In the past couple of weeks, President Trump has announced new tariffs on imports. In early March, new tariffs of up to 25% on steel and 10% on aluminum were put in place to protect and revive American factories. Within a few days, U.S. Steel announced bringing back workers in Illinois plants because of the expected need for more domestically produced steel.
The impact should help producers of the metals, but could raise prices on manufacturers who use the metals and ultimately, the consumers who buy the products. Last time I checked, there seems to be quite a bit of metal that is used on farm equipment, so expect some higher prices there.

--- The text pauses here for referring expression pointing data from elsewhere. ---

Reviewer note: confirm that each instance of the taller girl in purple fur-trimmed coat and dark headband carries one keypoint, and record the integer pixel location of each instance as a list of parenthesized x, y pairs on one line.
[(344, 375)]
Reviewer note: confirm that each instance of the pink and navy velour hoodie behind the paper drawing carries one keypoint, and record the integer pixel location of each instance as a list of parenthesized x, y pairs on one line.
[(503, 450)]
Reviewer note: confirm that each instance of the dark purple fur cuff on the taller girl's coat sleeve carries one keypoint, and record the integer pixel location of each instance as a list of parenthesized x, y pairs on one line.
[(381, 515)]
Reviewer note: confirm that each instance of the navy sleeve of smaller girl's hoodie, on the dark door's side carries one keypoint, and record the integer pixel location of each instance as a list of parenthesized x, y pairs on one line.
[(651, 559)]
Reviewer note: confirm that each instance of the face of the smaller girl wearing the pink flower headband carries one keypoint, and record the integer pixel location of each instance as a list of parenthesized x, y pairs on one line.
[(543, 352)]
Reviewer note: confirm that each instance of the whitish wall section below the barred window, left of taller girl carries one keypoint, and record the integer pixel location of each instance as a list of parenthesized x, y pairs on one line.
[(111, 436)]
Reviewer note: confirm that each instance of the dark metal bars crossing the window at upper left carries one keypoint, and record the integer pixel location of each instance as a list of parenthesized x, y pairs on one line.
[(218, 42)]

The tariff announcements continued. On March 20, President Trump announced as much as $60 billion in tariffs on Chinese goods. These are a response to the $500 billion trade deficit we have with China and the theft of intellectual property has occurred from one of our largest trading partners. The move sparked concerns of a possible trade war. Some news outlets believe that if there is a response from China that it will be “targeted”.
One major concern is the impact any trade disruption will have on agriculture. Foreign markets are important to keep open as viable places to sell the products farmers and ranchers produce. The USDA reports that in 2017, the top ten food and ag products accounted for 58% of all U.S. ag exports. King of the list by far was soybeans at $21.6 billion. This was followed by corn at $9.1 billion, tree nuts at $8.5 billion, beef at $7.3 billion, and pork at $6.5 billion. Rounding out the bottom five are wheat, prepared food, cotton, dairy, and fresh fruit.

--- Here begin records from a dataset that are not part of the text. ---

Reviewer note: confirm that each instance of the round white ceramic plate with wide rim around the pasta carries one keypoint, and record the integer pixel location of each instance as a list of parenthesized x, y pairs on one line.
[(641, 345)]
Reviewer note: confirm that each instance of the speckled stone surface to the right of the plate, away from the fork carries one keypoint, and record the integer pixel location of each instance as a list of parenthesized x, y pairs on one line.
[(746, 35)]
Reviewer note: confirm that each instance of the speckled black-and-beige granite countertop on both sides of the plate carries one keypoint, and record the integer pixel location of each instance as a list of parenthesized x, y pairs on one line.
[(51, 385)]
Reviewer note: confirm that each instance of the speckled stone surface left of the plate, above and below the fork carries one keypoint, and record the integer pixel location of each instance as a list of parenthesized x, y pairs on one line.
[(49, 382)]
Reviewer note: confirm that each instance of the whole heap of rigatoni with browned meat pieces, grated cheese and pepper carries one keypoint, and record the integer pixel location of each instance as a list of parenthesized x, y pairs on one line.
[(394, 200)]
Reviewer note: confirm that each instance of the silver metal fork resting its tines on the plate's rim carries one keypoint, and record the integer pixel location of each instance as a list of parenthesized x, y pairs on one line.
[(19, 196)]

China is expected to import nearly 3.5 billion bushels of soybeans in 2018 and this is expected to increase by around 140 million bushels annually for the next five years. This growth is partially because of a decrease in Chinese domestic soybean production as profits have been higher for crops like corn and rice. Soybean demand is high and China is the largest soybean importer in the world.
But even before the recent tariff announcements, there was already some hostile moves by China against U.S. bean producers. On December 20, 2017, Bloomberg reported the USDA agreed with a request from China to impose stricter standards on U.S. soybean shipments to China, while these same standards were not placed on Chinese imports from other countries, like Brazil. At the same time, China increased its soybean purchases from Brazil in the first quarter of 2017-18 by over 7 million metric tons while cutting purchases from the U.S. by 5.37 million metric tons. So even before the tariff announcements, it appears that China had begun making steps against U.S. producers.

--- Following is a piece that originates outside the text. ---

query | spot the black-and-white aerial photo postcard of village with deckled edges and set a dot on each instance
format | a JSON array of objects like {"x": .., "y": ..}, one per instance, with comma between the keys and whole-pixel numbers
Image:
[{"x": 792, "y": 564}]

So as a lender, what should you watch out for to protect your institution and your producer? First, watch the position of international trade and its impact on the U.S. farmer. Agriculture is dependent heavily upon the world market demand to purchase a large portion of supply that is grown in our country. Tariffs from other countries against U.S. products, or as in China’s case, additional requirements that are placed upon imports from the U.S. will have a negative impact on prices, which decreases the top line revenue to your producer. Also, understand that these principles impact all commodities and not just soybeans which have been discussed here.
Secondly, watch the weather. Several decades ago, the farmer was only concerned if there was good growing conditions in his area. Since agricultural products have grown into worldwide commodities, there is concern for growing conditions around the globe and, in turn, the impact on supply. A drought in Argentina that lessens the soybean crop while our crop is not impacted will drive overall prices higher. At the same time, if the Brazil crop is extremely plentiful due to good growing conditions, and the Chinese see Brazil beans as a good substitute for buying U.S. soybeans, demand and the price for U.S. beans will fall.
The third factor is interest rates. It appears that the Chinese and other countries may be curbing their appetite to purchase U.S. government debt. Lowering the demand for U.S. debt will result in the debt needing to be sold at a higher interest rate. This will impact the interest rate to your producers. Also note that the new supply of government debt is plentiful as displayed in recent Congressional spending bills.
Most news articles I read from experts believe that we are at a lower part of the price cycle for many agricultural commodities and will continue there for the next few years. The impact of trade and tariffs from all sides, could produce stronger headwinds the farmer and rancher will have to face.